Kısa öykülerini derlediği No One Belongs Here More Than You’dan tanıdık olduğumuz yumuşak, konforlu bir tuhaflığı var The First Bad Man’in, ve hatta July’ın sinemasının ve sanat işlerinin sunduğu güvenli bir yanılma, düşme ve dağılma alanının varlığından da bahsedebiliriz. July’ın görsel dile hakimiyeti sayesinde roman, okuyucunun hayal dünyasında bazen bir tiyatro oyunu sahnesi bazen de sinematik bir fotoğraf biçiminde canlanıyor. Roman, boğazında nefes almasını engelleyen psikosomatik bir yumruyla yaşayan Cherly Glickman’ın, aşk, etik, fantazi, kuir, seks, şiddet, mantık, tutku, hayal, gerçeklik, kadınlık, annelik gibi kavramlarla boğuşurken geçirdiği dönüşüme tanık oluyoruz.
Cheryl ile hikayenin büyük bir kısmında güçsüz, zayıf hatta acınacak halde karşılaşıyoruz.

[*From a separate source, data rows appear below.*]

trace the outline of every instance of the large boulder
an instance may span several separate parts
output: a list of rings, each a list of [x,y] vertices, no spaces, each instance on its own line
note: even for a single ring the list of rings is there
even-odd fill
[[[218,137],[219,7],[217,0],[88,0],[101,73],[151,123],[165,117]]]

Cherly, anti ve süper kahraman klişelerini alaşağı ederek, başka türlü bir kurtarıcılık, annelik ve kahramanlık fikriyle tanıştırıyor bizi. Tam hissetmeden de bütün hissedebilmenin, tüm şekilsizliklerine, kaygılarına, güvensizliklerine rağmen bir köklenebilme arzusunun peşinden koşan Cherly, tüm tuhaflığı ile eksikliğe bir övgü gibi. İronik, ya da hipster havalılığında bir aksaklık, tuhaflık ya da beceriksizlikten bahsetmiyorum. July’ın yarattığı -ve olduğu- birçok karakter gibi, düpedüz, keskin bir sıradanlığı var Cheryl’in. Hikaye örgüsündeki duygusal yoğunluk sayesinde itici hale gelmeyen, aksine karakterle yeni bir iletişim kanalı açabilen bir tuhaflık.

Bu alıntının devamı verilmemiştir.